I blog because I love to write and I love to think. I love writing about why I think the way I do (philosophy). I blog because I think I have an interesting take on the world, being a broadly educated guy who attempts to apply the lessons of evolution and ecology to human interaction. I blog because you can only have one (1.25 in my case) career, but you can have many interests. And, of course, I blog because it’s a good ego boost.

Words and Numbers. That’s how I see the world. Words are important, they define what we experience, they help us categorize and systematize it. They help turn the infinite complexity around us into an intelligible construct. And numbers. Whether Newton’s Theory of Universal Gravitation or the Laws of Supply and Demand, numbers are a powerful predictive force, even when it comes to understanding the choices that as complex a being as a human makes.

I call myself a classical liberal because I’m dissatisfied with both groups claiming to be the tradition’s ideological heirs. Libertarians deify self-interest in an almost Randian way while failing to acknowledge that the market has limitations. Progressives on the other hand, posit that freedom and comfort are interchangeable and close their eyes to the evidence that humans are and will always be self-interested. One group takes too superficial a view of a valid concept (the efficiency of the market). In addition to its oxymoronic motto of “greater freedom through increased regulation!”, the other posits a political system based upon assumptions known to be completely invalid (group selection). Both are childish.
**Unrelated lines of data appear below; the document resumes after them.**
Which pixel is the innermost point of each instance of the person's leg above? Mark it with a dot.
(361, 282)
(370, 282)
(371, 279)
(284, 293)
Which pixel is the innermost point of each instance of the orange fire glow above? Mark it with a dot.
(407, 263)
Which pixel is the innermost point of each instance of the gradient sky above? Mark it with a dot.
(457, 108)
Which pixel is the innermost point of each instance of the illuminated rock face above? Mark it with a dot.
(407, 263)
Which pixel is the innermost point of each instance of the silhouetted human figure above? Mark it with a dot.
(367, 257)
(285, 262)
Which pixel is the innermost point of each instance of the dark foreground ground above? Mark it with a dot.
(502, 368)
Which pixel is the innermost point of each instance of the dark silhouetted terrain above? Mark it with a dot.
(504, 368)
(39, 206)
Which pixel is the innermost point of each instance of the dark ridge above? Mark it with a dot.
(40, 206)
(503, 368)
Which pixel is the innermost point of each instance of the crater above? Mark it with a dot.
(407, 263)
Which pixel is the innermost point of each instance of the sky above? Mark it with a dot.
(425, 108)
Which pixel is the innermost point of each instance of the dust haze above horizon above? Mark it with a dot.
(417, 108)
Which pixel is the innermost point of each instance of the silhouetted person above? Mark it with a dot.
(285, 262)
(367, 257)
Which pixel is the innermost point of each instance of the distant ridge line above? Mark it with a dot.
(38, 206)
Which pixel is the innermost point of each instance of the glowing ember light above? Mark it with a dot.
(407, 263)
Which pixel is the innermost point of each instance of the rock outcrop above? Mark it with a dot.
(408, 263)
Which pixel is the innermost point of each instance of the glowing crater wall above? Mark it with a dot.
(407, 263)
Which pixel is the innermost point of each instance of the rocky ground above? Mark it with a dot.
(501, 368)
As a classical liberal I believe government’s role should be minimal, to protect our inalienable rights and to intervene where self-interested individuals acting in a self-interested manner will fail to do what is necessary to preserve their rights and maintain their liberty(Tragedy of the Commons). It’s what Chris calls minarchy. The market isn’t perfect. If it was we wouldn’t need any government. I will from time to time talk about where government intrusion may be necessary (education for instance…although not as it is now), but I will never say the state intrusion is good, merely necessary. Just like an amputation that could save your life.

Oh. For those of you who don’t get the joke in the title, here you go. I’m not black, but I do own a few do-rags, can rap along with Twista and Busta when I feel like it, and…I can dance.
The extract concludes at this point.